Stocks jump 1% as U.S. Fed suggests rate cutKorean stocks advanced by more than 1 percent Thursday as U.S. Federal Reserve Chairman Jerome Powell bolstered market bets for a rate cut later this month. The won sharply appreciated against the dollar.
The benchmark Kospi gained 21.8 points, or 1.06 percent, to close at 2,080.58. Trade volume was moderate at 368 million shares worth 4.93 trillion won ($4.2 billion).
The local stock market opened higher, tracking gains on Wall Street overnight.
During testimony to the U.S. Senate Banking Committee, Powell hinted that the Fed is ready to cut interest rates this month.
Technology stocks were among the winners as investors appeared to bet that Japan’s export curbs could help Korean chipmakers reduce their stockpiles amid a slump in chip prices.
“Dovish comments by Federal Reserve Chairman Jerome Powell are expected to provide a positive lead for the local stock markets,” said Seo Sang-young, an analyst at Kiwoom Securities.

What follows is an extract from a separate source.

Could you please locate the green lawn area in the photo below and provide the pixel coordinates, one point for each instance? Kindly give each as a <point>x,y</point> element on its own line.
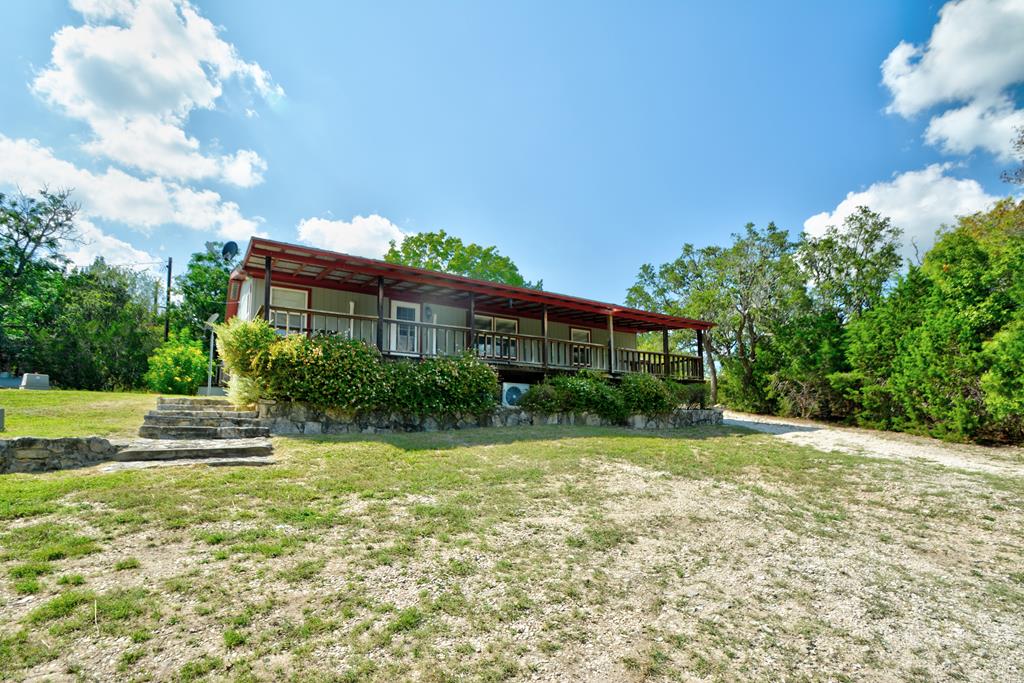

Top cap Samsung Electronics rose 1.43 percent to 46,200 won, and SK Hynix, a global chipmaker, climbed 3.57 percent to 75,500 won.
Chemical shares rose, with LG Chem rising 1.04 percent to 337,500 won, and LG Household & Health Care increasing 0.32 percent to 1,265,000 won. S-Oil moved up 2.01 percent to 91,300 won.
Top pharmaceutical firm Celltrion shot up 1.32 percent to 191,500 won, and Samsung BioLogics rose 0.67 percent to 301,500 won. Hanmi Pharmaceutical moved up 3.25 percent to 302,000 won.
Naver, the operator of the country’s top internet portal, gained 1.3 percent to 117,000 won.
Hyundai Motor rose 1.46 percent to 139,000 won, while Kia Motors fell 0.23 percent to 42,850 won.
The Kosdaq rose 10.19 points, or 1.53 percent, to end the session at 677.09.
The tech-heavy index was lifted by foreign and institutional buying of semiconductor shares and a 0.7 percent rise in Philadelphia Semiconductor Index overnight.
The won closed at 1,173.50 won against the dollar, down 8.1 won from the previous session’s close.
Bond prices ended higher. The yield on three-year bonds fell 1.9 basis points to 1.42 percent. The yield on 10-year bonds fell 1.5 basis points to 1.55 percent.